I find nothing prettier than a golf ball on a low, boring trajectory moving slightly right to left. No matter what, I couldn’t get the HiBore to provide this sight with the stock shaft. Don’t get me wrong – the HiBore was quite long when well struck – but I found its ball flight to be higher than I like. The Fujikura shaft has a low kickpoint which may help explain this, as lower kick points can easily add a few degrees to the launch angle.
With the ProForce, I could keep the ball flight down slightly, but the closed appearance to the face led me to either hook the ball or try to hold off the face, creating a similar small cut. “Fear of a draw turning into a hook” is not a common problem among the average golfer, though, making the HiBore a great club for the masses, but one the low-handicapper will want to test thoroughly.
When I lose feel for my swing, my swing plane grows much too tall and I tend to strike down on the ball, producing the occasional pop-up. My normal driver is the rather deep-faced r7, so I hit more than a few pop-ups with the HiBore. This driver actually has a taller center-of-clubface than Cleveland’s Launcher 460 Comp and roughly as deep a face as the Nike SQ. ALso, due to the HiBore’s radical design, slight misses low or high traveled much further and straighter more than shots struck off-center with my r7.
The acoustics of the head took some time getting used to as well, it sounds rather like a half-full soup can at impact. That’s not exactly an explosive sound, but not necessarily a negative. When hit dead solid perfect, it provides a little more growl, which contrasted sharply to the high-pitched “ping” of my r7. Eventually, I could tell quite easily by the sound the club made where on the face I’d struck the ball, a welcome (if unintended) feature.
Extras and Specs
This driver comes with an excellent headcover – one of the best I’ve ever used. The finely woven elastic fibers of the sock stretch more than enough to accommodate the oddly shaped club head and the attractive use of red, yellow, navy, and white lends itself to just a plain good-looking cover. It sports an “EZ Grab” handle that provides enough grip to quickly pull off the cover. I never thought I’d find myself saying this, but the ease of use of this cover rivals that of any other headcover I’ve ever seen.

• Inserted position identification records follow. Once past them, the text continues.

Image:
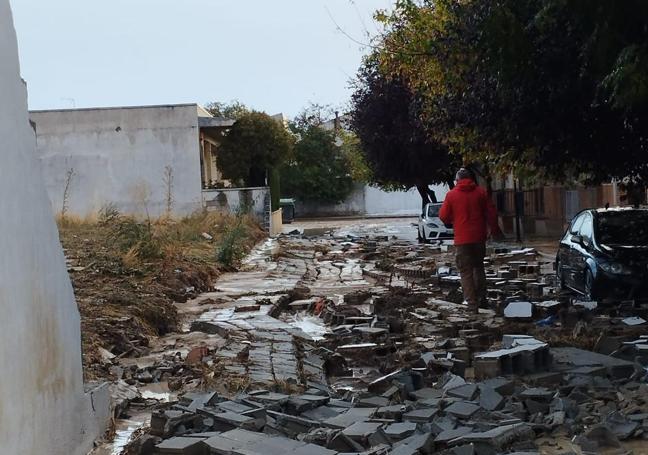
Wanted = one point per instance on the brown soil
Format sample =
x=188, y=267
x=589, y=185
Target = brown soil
x=123, y=300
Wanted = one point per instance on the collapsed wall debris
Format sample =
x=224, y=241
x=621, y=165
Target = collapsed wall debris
x=350, y=345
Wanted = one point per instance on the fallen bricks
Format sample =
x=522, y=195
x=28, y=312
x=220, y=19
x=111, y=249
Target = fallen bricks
x=404, y=370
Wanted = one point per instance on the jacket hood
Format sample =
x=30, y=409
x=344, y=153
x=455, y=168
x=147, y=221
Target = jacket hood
x=466, y=185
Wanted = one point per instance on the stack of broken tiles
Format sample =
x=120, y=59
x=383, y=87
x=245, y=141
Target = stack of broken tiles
x=520, y=354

The stock grip is very tacky, providing the necessary grip and feedback in colors that match the stock shaft. Usually the first thing I do with a new driver is replace the grip with the Tour Velvets to which I’m accustomed, but with this grip I felt no need.
This $399 club is available in lofts of 8.5°, 9.5°, 10.5°, and 11.5° for righties and 9.5° and 10.5° for lefties, all at 45″ in length. Standard shafts include the Aldila NV and NVS, the stock Fujikura, the Graffaloy Blue and ProLaunch Blue, and the UST ProForce V2, all in a wide range of weights and flexes. Custom shafts include the Aerotech SteelFiber, the Fujikura Speeder 652 or 757, the Fujikura Tour Platform 26.3, the Fujikura Vista Pro, the Graffaloy Prototype Comp NT, the Graphite Design YS6+ and 7+, the MCC/Apache MFS Matrix, and the Mitsubishi Diamana, again in varying weights and flexes.
I believe that if you struggle getting the ball into the air, or put a little too much spin on your drives, the HiBore could definitely be a nice addition to your bag. I could even see myself using the HiBore on a regular basis if it was mated with the right shaft. However, if you prefer a mid to low ball flight, you may be less than satisfied with the HiBore’s high, arcing flight. Also, consistent contact is a must in order to play this driver as the shallowness of the clubface leaves less room for error. Overall, the HiBore performed more than adequately in the distance catergory, left little to be desired if you don’t mind playing a fade, and sports an excellent head cover.